Artificial intelligent assistant

monogamous

monogamous, a.
  (məˈnɒgəməs)
  [f. eccl.L. monogam-us (a. Gr. µονόγαµος marrying only once, f. µόνο-ς mono- + γάµος marriage) + -ous. Cf. F. monogame.]
  1. Of persons: Practising monogamy. a. Having or permitted to have only one living and undivorced husband or wife at one time: opposed to bigamous or polygamous. b. Refraining or debarred from remarriage after the death of the first spouse: opposed to digamous.

1798 Malthus Popul. (1817) I. 216 The number of people increased in a fourfold ratio by polygamy, to what it is in those countries that are monogamous. 1828–32 Webster, Monogamous, having one wife only and not permitted to marry a second. 1865 W. G. Palgrave Arabia I. 295 A faithful and (though wealthy) a monogamous husband.

  2. Zool. Of animals, esp. applied to birds: Pairing with only one male or female, either for the breeding season, or for life.

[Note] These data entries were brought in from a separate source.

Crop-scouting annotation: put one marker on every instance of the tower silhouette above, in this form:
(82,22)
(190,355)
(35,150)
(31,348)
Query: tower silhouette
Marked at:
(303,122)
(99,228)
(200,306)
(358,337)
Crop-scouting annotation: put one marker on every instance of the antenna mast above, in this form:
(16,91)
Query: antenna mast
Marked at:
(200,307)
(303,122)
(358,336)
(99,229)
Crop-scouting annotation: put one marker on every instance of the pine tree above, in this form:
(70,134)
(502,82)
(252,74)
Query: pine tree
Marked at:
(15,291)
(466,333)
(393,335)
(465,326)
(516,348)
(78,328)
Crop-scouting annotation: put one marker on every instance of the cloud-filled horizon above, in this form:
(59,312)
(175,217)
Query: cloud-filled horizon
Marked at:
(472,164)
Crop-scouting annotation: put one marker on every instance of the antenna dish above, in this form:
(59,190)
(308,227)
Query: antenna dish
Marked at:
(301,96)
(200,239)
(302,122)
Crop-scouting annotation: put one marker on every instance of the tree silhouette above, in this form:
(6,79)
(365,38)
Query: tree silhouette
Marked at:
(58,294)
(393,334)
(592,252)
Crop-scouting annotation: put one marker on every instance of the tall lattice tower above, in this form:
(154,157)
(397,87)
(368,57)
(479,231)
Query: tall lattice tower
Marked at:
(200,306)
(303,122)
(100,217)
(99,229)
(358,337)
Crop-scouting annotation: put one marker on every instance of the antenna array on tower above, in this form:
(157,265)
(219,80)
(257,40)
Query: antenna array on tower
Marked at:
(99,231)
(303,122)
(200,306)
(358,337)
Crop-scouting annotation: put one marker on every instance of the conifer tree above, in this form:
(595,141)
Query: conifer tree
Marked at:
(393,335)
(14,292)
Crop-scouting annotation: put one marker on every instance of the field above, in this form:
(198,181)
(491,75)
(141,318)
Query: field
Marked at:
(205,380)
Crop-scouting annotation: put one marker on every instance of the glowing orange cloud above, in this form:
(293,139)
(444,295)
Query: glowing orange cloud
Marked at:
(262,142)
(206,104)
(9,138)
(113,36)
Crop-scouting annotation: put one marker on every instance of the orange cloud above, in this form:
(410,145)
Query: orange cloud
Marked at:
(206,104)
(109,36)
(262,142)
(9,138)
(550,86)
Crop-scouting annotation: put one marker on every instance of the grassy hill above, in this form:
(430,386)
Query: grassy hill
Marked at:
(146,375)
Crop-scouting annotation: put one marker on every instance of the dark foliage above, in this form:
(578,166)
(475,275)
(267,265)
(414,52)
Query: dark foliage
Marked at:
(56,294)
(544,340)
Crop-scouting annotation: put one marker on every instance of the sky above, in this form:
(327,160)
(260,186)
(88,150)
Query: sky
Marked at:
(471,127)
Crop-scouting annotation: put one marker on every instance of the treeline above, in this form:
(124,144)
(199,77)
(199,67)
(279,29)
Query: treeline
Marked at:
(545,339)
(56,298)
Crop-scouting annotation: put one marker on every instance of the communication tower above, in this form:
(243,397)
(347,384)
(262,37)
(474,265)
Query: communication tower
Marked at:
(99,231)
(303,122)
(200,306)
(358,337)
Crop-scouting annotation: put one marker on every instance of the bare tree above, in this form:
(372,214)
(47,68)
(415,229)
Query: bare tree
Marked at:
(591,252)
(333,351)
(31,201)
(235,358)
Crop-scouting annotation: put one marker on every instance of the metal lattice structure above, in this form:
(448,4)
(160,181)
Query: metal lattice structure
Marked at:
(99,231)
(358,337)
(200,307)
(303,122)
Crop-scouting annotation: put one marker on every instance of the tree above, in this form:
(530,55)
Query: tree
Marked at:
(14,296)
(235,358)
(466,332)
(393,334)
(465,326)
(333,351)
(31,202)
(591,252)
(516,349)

1770 G. White Selborne, To Pennant xxix, Among the monogamous birds several are to be found, after pairing-time, single, and of each sex. 1830 ‘B. Moubray’ Dom. Poultry (ed. 6) 141 The pigeon is monogamous, that is, the male attaches and confines himself to one female, and the attachment is reciprocal. 1835 Kirby Hab. & Inst. Anim. xxi. II. 384 Both sexes [of these fishes], for they are monogamous, watch and defend them [sc. their eggs] till the young come forth. 1835–6 Owen in Todd's Cycl. Anat. I. 267/1 All the Birds of Prey..are monogamous. 1871 Darwin Desc. Man. II. xx. 361 Several kinds, as some of the Indian and American monkeys, are strictly monogamous, and associate all the year round with their wives. 1880 Günther Fishes xii. 178 Some Teleostei..are monogamous.

  3. Bot. Belonging to the Linnæan order Monogamia.

1821 tr. Decandolle & Sprengel's Elem. Philos. Plants ii. ii. 94 The Linnæan Monogamous plants. 1856 [see monogamic a. 2]. 1891 in Syd. Soc. Lex.


  4. Of or pertaining to monogamy.

1882 Baber in Roy. Geog. Soc., Suppl. Papers I. i. 97 A European..whose personal conviction..is strictly monogamous. 1878 Lecky Eng. in 18th C. (1883) I. 495 Perpetual monogamous attachments would always be the most common. 1884 Century Mag. XXVIII. 621 The monogamous family, formed by the union of one woman with one man. 1885 J. G. Bertram British Alm. Comp. 77 The grouse..[is] a bird of strictly monogamous habits. 1895 ‘G. Paston’ Stud. Prejudices vii, Monogamous marriage.

  Hence moˈnogamously adv.; moˈnogamousness.

1875 Echo 3 July 1/3 There are in this country..500,000 women who cannot possibly be monogamously married. 1946 Koestler Thieves in Night ii. iv. 170 There remains the tyranny of monogamousness.